I wasn't trying to wear any hat except for my old backwards brown baseball cap, (*frowns*). Looks like I'm going to have to avoid even more CSS techniques because Google dislikes us Brown Hats, :(

June 18, 2006

Working On Dynamic 101

Another site that has recently fallen on hard times is Dynamic 101 (www.dynamic101.com). This is a niche site focused on dynamic forms of web hosting (primarily the big two, PHP and ASP, and the little two, Coldfusion and JSP). The post "Big Daddy" world of Google SERPs was a harsh one for poor old D101. It used to have numberous top ten rankings, but now only has two terms in the top 10.

Of course, each "downturn" for any website is an opportunity to redo some things that have needed redoin' for a long time, and to try other things which are new. So, while I'm not going to give this site a facelift (it looks fine), I'm going to test out using the Dreamweaver / Contribute combo to enable a couple of wannabe webmasters from Florida (pwned) with the ability to work on D101 with me. Details can be found under Dynamic 101.

June 16, 2006

800x600, 1024x768, and 1280x1024

Recently, the topic of screen resolution came up again while building a website. For the past two or three years, I've followed the philosophy of designing for 800x600, since such a large portion of the Internet audience still used that resolution. But it seems time may be a changin'. This month's stats for screen resolution at TheCounter.com show that there are just as many people in 1280x1024 as there in 800x600 (about 17% each). At 56% usage, 1024x768 is the default, which I've known for awhile.

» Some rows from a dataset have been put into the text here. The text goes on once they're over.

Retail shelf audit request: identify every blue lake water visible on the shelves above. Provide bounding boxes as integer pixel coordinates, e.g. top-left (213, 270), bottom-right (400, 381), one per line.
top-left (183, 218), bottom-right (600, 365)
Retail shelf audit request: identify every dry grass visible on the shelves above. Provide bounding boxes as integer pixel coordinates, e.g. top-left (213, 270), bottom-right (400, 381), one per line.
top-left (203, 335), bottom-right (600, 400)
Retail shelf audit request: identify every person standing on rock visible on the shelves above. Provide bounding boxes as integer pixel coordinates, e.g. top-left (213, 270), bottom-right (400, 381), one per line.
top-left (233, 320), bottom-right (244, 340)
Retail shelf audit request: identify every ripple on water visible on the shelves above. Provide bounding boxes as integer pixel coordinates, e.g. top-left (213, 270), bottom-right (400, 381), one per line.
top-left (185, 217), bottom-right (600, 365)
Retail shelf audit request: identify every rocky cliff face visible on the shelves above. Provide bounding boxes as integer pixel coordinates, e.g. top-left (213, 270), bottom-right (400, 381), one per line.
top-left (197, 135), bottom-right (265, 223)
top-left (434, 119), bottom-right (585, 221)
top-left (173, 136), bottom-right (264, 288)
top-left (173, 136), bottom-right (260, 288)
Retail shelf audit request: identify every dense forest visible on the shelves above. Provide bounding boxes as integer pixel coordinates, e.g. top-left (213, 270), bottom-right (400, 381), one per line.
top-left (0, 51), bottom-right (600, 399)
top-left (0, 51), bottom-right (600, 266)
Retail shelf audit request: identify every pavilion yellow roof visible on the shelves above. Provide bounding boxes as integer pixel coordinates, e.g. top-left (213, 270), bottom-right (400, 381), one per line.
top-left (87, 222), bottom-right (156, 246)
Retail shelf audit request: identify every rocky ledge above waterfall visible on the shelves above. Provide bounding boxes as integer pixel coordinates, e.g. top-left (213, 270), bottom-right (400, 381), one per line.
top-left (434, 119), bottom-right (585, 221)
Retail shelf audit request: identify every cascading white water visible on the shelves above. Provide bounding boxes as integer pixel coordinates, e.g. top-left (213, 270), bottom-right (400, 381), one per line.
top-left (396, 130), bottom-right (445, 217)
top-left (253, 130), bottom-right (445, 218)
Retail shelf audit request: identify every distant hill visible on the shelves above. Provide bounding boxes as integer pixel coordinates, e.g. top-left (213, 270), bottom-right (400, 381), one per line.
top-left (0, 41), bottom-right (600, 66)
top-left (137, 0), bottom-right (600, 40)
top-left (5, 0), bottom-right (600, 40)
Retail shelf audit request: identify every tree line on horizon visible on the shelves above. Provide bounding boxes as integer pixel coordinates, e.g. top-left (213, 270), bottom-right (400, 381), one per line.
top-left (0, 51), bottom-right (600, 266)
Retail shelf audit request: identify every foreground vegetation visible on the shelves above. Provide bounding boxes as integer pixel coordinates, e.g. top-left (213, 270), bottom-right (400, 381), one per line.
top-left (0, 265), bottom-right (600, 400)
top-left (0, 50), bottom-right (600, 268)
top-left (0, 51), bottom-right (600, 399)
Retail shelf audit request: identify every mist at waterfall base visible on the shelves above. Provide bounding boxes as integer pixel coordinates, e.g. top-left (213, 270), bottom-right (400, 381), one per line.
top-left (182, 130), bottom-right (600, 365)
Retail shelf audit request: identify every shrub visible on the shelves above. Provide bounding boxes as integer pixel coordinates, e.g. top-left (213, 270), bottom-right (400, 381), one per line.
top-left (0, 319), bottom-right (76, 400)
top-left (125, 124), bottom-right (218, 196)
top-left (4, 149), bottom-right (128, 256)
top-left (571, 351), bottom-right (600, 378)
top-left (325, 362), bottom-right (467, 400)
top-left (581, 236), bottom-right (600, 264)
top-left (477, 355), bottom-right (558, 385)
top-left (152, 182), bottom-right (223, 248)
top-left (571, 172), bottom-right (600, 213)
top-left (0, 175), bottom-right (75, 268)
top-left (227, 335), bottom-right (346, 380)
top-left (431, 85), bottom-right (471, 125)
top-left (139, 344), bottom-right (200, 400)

I've never given much consideration to people viewing in 1280x1024. Most of my sites are fixed width for 800x600, and they look fine in 1024x768, but it is probably time to give the poor small resolution folks less of a say in how I design my websites. I don't want to completely piss 'em off with fixed width sites at 1024x768, but sites that adjust in size are much more difficult to build (and still look nice). Since I already want to test out some new CSS for this site, I'm going to play around with a new design and see if I can't come up with something that is viewable in 800x600, optimized for ideal viewing in 1024x768, and yet stretches to fill up a screen set at 1280x1024.

*cracks knuckles*

This might take a while. Poor 800x600 is going the way of 640x480.

June 07, 2006

So Much Work To Do...

Was in California last month learning search engine optimization from Bruce Clay (www.bruceclay.com). Although it's all great info and well worth it to take his class . . . now I have so much work to do, lol. Every site I own needs lots of content and re-optimizing on every single landing page they have. Plus, there's lots of back-end things to check and re-configure, IP addresses to move around, things like that. *sigh* One site at a time. I'm even going to redo this personal site some to try out some new things I've learned CSS-wise.